Pemprov DKI Jakarta Siapkan 1.000 Al-Qur'an Khas untuk HUT ke-500
Pemerintah Provinsi DKI Jakarta akan mencetak 1.000 Al-Qur'an khusus sebagai bagian dari rangkaian peringatan 500 tahun atau lima abad Jakarta. Al-Qur'an tersebut akan digunakan dalam program khataman dan tadarusan yang digelar menjelang hari jadi Jakarta.
Gubernur DKI Jakarta Pramono Anung menyampaikan hal itu usai melepas 65 wisudawan Pendidikan Kader Mubaligh (PKM) angkatan ke-32 dan menerima 75 mahasiswa baru angkatan ke-33 di Balai Kota DKI Jakarta, Jumat (17/7/2026).
500 Al-Qur'an untuk Khataman, 500 untuk Tadarusan
Pramono menjelaskan bahwa dari total 1.000 Al-Qur'an, sebanyak 500 akan digunakan untuk program khataman Al-Qur'an dan 500 lainnya untuk program tadarusan. "500 untuk khataman Al-Qur'an. Nanti siapa pun yang ingin melakukan khataman itu dibuatkan tempat khusus untuk ditandatangani dan sebagainya, dan saya termasuk salah satu yang ingin ikut. Dan juga tadarusan. Jadi 500 khataman, 500 tadarusan," ujarnya.
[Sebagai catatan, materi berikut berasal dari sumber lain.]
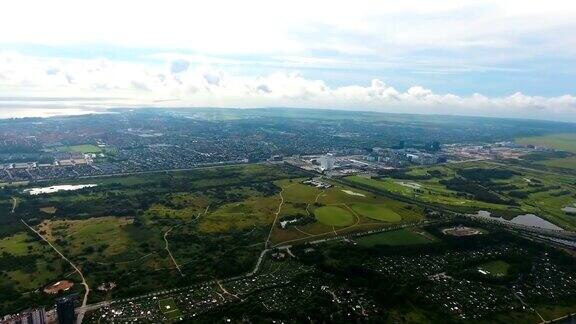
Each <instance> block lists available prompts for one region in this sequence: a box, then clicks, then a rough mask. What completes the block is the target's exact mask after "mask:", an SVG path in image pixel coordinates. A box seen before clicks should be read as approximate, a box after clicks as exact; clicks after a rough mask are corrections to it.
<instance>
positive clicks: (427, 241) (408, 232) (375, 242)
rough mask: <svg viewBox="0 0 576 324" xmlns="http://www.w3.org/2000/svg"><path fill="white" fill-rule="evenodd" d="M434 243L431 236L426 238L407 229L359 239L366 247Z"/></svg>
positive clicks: (363, 245) (402, 229)
mask: <svg viewBox="0 0 576 324" xmlns="http://www.w3.org/2000/svg"><path fill="white" fill-rule="evenodd" d="M432 242H434V241H433V240H431V239H430V238H429V236H425V235H423V234H420V233H416V232H413V231H411V230H407V229H399V230H395V231H389V232H382V233H378V234H372V235H368V236H364V237H362V238H360V239H358V243H359V244H360V245H361V246H365V247H372V246H376V245H389V246H402V245H418V244H428V243H432Z"/></svg>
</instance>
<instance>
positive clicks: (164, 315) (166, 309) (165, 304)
mask: <svg viewBox="0 0 576 324" xmlns="http://www.w3.org/2000/svg"><path fill="white" fill-rule="evenodd" d="M158 307H160V311H161V312H162V314H164V316H166V317H167V318H168V319H169V320H176V319H179V318H181V317H182V311H180V309H178V306H176V302H174V299H172V298H166V299H160V300H159V301H158Z"/></svg>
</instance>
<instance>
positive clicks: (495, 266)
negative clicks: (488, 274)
mask: <svg viewBox="0 0 576 324" xmlns="http://www.w3.org/2000/svg"><path fill="white" fill-rule="evenodd" d="M509 269H510V264H509V263H508V262H505V261H502V260H495V261H490V262H486V263H483V264H481V265H479V266H478V270H482V271H485V272H488V274H489V275H491V276H494V277H504V276H506V275H507V274H508V270H509Z"/></svg>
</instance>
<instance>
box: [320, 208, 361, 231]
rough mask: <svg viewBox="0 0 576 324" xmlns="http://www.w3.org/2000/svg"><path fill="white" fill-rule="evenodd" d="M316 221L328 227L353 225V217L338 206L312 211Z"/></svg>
mask: <svg viewBox="0 0 576 324" xmlns="http://www.w3.org/2000/svg"><path fill="white" fill-rule="evenodd" d="M314 215H315V216H316V219H317V220H318V221H319V222H320V223H322V224H325V225H328V226H337V227H343V226H350V225H352V224H354V215H353V214H352V213H351V212H350V211H348V210H346V209H344V208H343V207H339V206H324V207H320V208H317V209H315V210H314Z"/></svg>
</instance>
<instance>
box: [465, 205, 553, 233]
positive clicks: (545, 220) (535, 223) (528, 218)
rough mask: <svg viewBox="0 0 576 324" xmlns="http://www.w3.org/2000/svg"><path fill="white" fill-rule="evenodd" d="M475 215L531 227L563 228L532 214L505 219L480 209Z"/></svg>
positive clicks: (500, 220)
mask: <svg viewBox="0 0 576 324" xmlns="http://www.w3.org/2000/svg"><path fill="white" fill-rule="evenodd" d="M476 216H478V217H484V218H490V219H493V220H497V221H500V222H504V223H514V224H520V225H526V226H532V227H538V228H544V229H550V230H558V231H563V230H564V229H563V228H562V227H559V226H556V225H554V224H553V223H551V222H549V221H547V220H545V219H543V218H540V217H538V216H536V215H534V214H524V215H518V216H516V217H514V218H512V219H511V220H506V219H504V218H502V217H493V216H492V215H491V214H490V212H487V211H485V210H480V211H478V213H477V214H476Z"/></svg>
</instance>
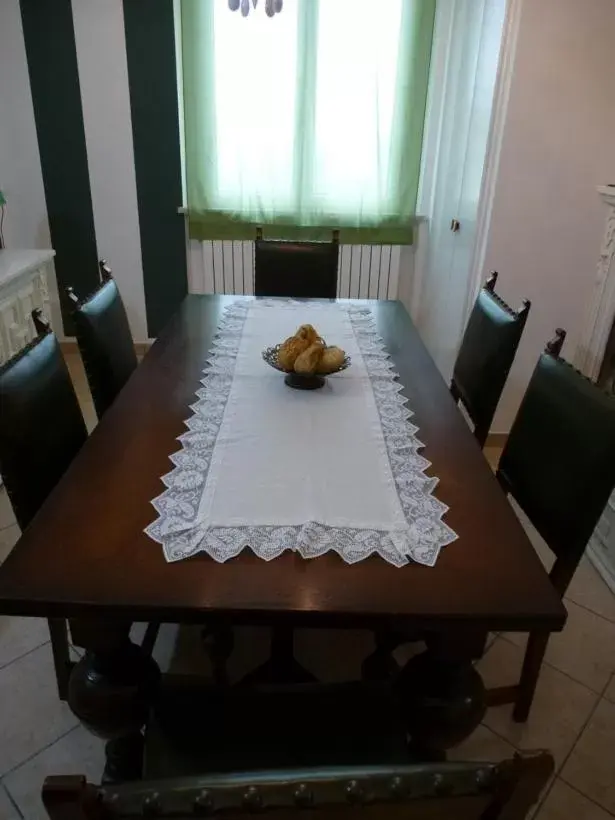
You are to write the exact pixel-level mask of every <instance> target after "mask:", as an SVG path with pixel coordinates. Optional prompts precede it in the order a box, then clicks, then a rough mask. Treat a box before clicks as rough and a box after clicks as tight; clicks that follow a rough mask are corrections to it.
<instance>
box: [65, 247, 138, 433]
mask: <svg viewBox="0 0 615 820" xmlns="http://www.w3.org/2000/svg"><path fill="white" fill-rule="evenodd" d="M99 265H100V273H101V285H100V287H99V288H98V289H97V290H96V291H95V292H94V293H93V294H92V295H91V296H88V298H87V299H83V300H81V299H79V298H78V296H77V295H76V294H75V292H74V291H73V289H72V288H68V289H67V290H68V296H69V299H70V300H71V302H72V303H73V305H74V309H73V313H72V318H73V322H74V327H75V334H76V336H77V343H78V345H79V351H80V353H81V358H82V359H83V365H84V367H85V372H86V375H87V378H88V384H89V385H90V391H91V393H92V398H93V400H94V407H95V409H96V414H97V416H98V418H99V419H100V418H102V416H103V415H104V413H105V412H106V411H107V410H108V409H109V407H110V406H111V404H112V403H113V402H114V400H115V398H116V396H117V394H118V393H119V392H120V390H121V389H122V387H123V386H124V385H125V384H126V382H127V381H128V378H129V377H130V375H131V373H132V372H133V370H134V369H135V368H136V366H137V363H138V362H137V355H136V353H135V348H134V343H133V340H132V335H131V333H130V326H129V324H128V318H127V316H126V310H125V309H124V303H123V302H122V297H121V296H120V292H119V290H118V287H117V285H116V284H115V282H114V281H113V276H112V274H111V269H110V268H109V266H108V265H107V263H106V262H105V260H104V259H102V260H101V261H100V263H99Z"/></svg>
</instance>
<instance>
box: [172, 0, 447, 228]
mask: <svg viewBox="0 0 615 820" xmlns="http://www.w3.org/2000/svg"><path fill="white" fill-rule="evenodd" d="M261 5H263V3H262V2H261V4H260V5H259V7H258V8H257V9H256V11H252V13H251V14H250V15H249V16H248V17H247V18H243V17H242V16H241V15H240V14H239V13H237V12H231V11H230V10H229V8H228V3H227V0H181V35H182V36H181V49H182V77H183V109H184V139H185V165H186V194H187V207H188V215H189V227H190V236H191V237H192V238H195V239H252V238H253V237H254V234H255V228H256V226H260V227H262V228H263V232H264V235H265V236H272V237H280V238H293V239H300V238H306V239H310V238H311V239H327V238H329V239H330V237H331V230H332V229H337V230H339V231H340V238H341V241H342V242H350V243H352V242H361V243H369V242H386V243H389V242H392V243H400V244H407V243H411V242H412V227H413V222H414V216H415V208H416V195H417V188H418V178H419V167H420V157H421V145H422V137H423V121H424V116H425V102H426V97H427V82H428V74H429V59H430V54H431V42H432V36H433V22H434V13H435V0H379V2H374V0H286V1H285V3H284V9H283V11H282V13H281V14H277V15H276V16H275V17H274V18H272V19H270V18H268V17H267V16H266V15H265V13H264V9H262V8H261V7H260V6H261Z"/></svg>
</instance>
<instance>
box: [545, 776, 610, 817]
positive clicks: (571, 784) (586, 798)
mask: <svg viewBox="0 0 615 820" xmlns="http://www.w3.org/2000/svg"><path fill="white" fill-rule="evenodd" d="M559 779H560V780H561V781H562V783H565V784H566V785H567V786H568V788H570V789H572V791H574V792H576V793H577V794H580V795H581V797H584V798H585V799H586V800H589V802H590V803H593V805H594V806H596V807H597V808H599V809H601V810H602V811H603V812H605V813H606V814H608V815H609V817H613V816H614V815H613V812H611V811H609V810H608V809H605V808H604V806H601V805H600V803H598V802H597V801H596V800H595V798H593V797H590V796H589V795H588V794H585V792H583V791H581V789H580V788H579V787H578V786H573V785H572V783H569V782H568V781H567V780H564V778H563V777H560V778H559Z"/></svg>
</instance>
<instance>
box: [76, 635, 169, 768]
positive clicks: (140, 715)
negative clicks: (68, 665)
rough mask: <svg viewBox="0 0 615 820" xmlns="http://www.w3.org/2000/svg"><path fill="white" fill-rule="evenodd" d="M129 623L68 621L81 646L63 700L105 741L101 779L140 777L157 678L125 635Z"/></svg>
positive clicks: (83, 722)
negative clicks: (141, 732)
mask: <svg viewBox="0 0 615 820" xmlns="http://www.w3.org/2000/svg"><path fill="white" fill-rule="evenodd" d="M129 630H130V624H123V625H116V624H114V625H106V624H100V623H85V622H79V623H78V624H76V623H75V622H72V623H71V632H72V635H73V641H74V642H75V643H76V644H77V645H78V646H83V647H84V648H85V649H86V653H85V655H84V657H83V658H82V659H81V660H80V661H79V663H77V664H76V665H75V667H74V668H73V671H72V673H71V677H70V681H69V687H68V703H69V706H70V708H71V709H72V711H73V712H74V713H75V715H76V716H77V717H78V718H79V720H80V721H81V722H82V723H83V724H84V725H85V727H86V728H87V729H89V730H90V731H91V732H92V733H93V734H95V735H97V736H99V737H102V738H105V739H107V740H108V743H107V747H106V756H107V764H106V766H105V773H104V776H103V780H104V781H105V782H109V781H113V782H118V781H122V780H133V779H138V778H139V777H140V776H141V768H142V757H143V736H142V734H141V729H142V727H143V726H144V724H145V722H146V720H147V716H148V712H149V708H150V705H151V703H152V700H153V698H154V696H155V694H156V690H157V687H158V683H159V680H160V670H159V669H158V666H157V664H156V662H155V661H154V660H153V659H152V658H151V657H150V656H149V655H147V654H146V653H145V652H144V651H143V649H142V648H141V647H140V646H138V645H137V644H134V643H132V641H131V640H130V638H129Z"/></svg>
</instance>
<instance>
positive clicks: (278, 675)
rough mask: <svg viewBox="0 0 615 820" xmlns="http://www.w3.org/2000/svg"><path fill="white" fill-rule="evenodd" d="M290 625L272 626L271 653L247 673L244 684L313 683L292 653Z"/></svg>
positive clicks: (283, 683)
mask: <svg viewBox="0 0 615 820" xmlns="http://www.w3.org/2000/svg"><path fill="white" fill-rule="evenodd" d="M293 646H294V629H293V627H292V626H274V627H273V628H272V630H271V655H270V657H269V658H268V659H267V660H266V661H265V663H263V664H262V665H261V666H259V667H257V668H256V669H255V670H254V671H253V672H250V673H248V674H247V675H246V676H245V677H244V678H243V679H242V683H245V684H250V685H252V684H267V683H279V684H284V683H289V684H291V683H313V682H314V681H315V680H316V679H315V677H314V675H312V673H311V672H309V671H308V670H307V669H305V667H303V666H302V665H301V664H300V663H299V661H298V660H297V659H296V658H295V654H294V648H293Z"/></svg>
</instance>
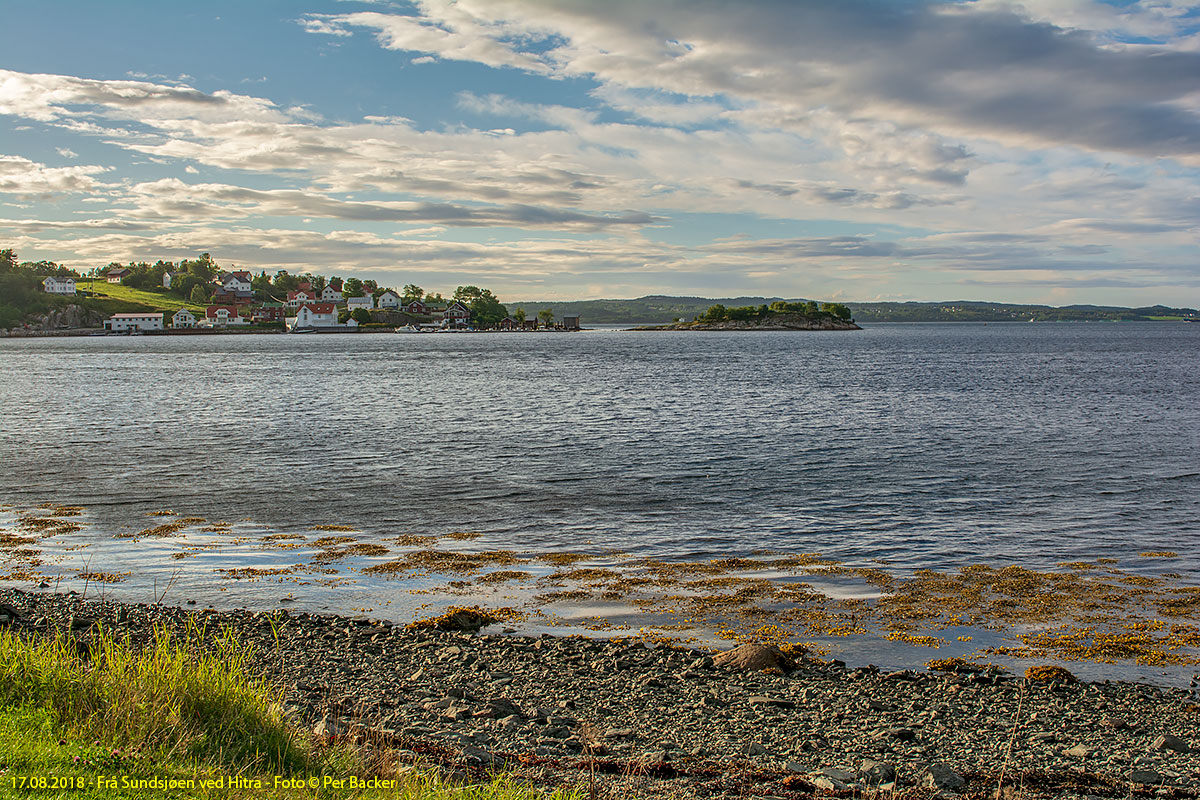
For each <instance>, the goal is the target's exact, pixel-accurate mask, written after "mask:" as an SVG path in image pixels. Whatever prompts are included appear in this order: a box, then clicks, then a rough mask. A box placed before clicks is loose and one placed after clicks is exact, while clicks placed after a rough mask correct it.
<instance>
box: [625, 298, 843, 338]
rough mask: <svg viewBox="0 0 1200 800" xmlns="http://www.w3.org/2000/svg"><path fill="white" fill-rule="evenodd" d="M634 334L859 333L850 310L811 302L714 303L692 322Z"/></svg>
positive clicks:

Setiap peserta khataman nantinya akan diberikan ruang untuk membubuhkan tanda tangan sebagai dokumentasi peringatan 500 tahun Jakarta. Jumlah 500 dipilih sebagai simbol usia Jakarta yang akan memasuki lima abad, namun Pramono membuka kemungkinan jumlah peserta melebihi target tersebut.
Anggaran Ditanggung Pemprov DKI
Pramono memastikan seluruh program tersebut akan dibiayai oleh Pemprov DKI Jakarta. "Anggarannya pasti dari Pemerintah DKI Jakarta dan itu kan tidak terlalu banyak," lanjutnya. Ia juga menambahkan bahwa jumlah peserta bisa lebih dari 500, tetapi simbol 500 tetap menjadi inti perayaan.
Pelepasan Wisudawan PKM Angkatan ke-32
Dalam kesempatan yang sama, Pramono melepas 65 lulusan Pendidikan Kader Mubaligh angkatan ke-32. Ia memastikan para lulusan akan diberikan ruang untuk berdakwah di masjid-masjid milik Pemprov DKI Jakarta maupun masjid yang bekerja sama dengan Dewan Masjid Indonesia (DMI).
"Kita kasih ruang agar mereka bisa berkiprah di masjid-masjid yang dimiliki oleh Pemerintah DKI Jakarta maupun bekerja sama dengan DMI. Karena saya meyakini hal itu akan memberikan kesempatan bagi mereka untuk berperan serta seluas-luasnya," imbuhnya.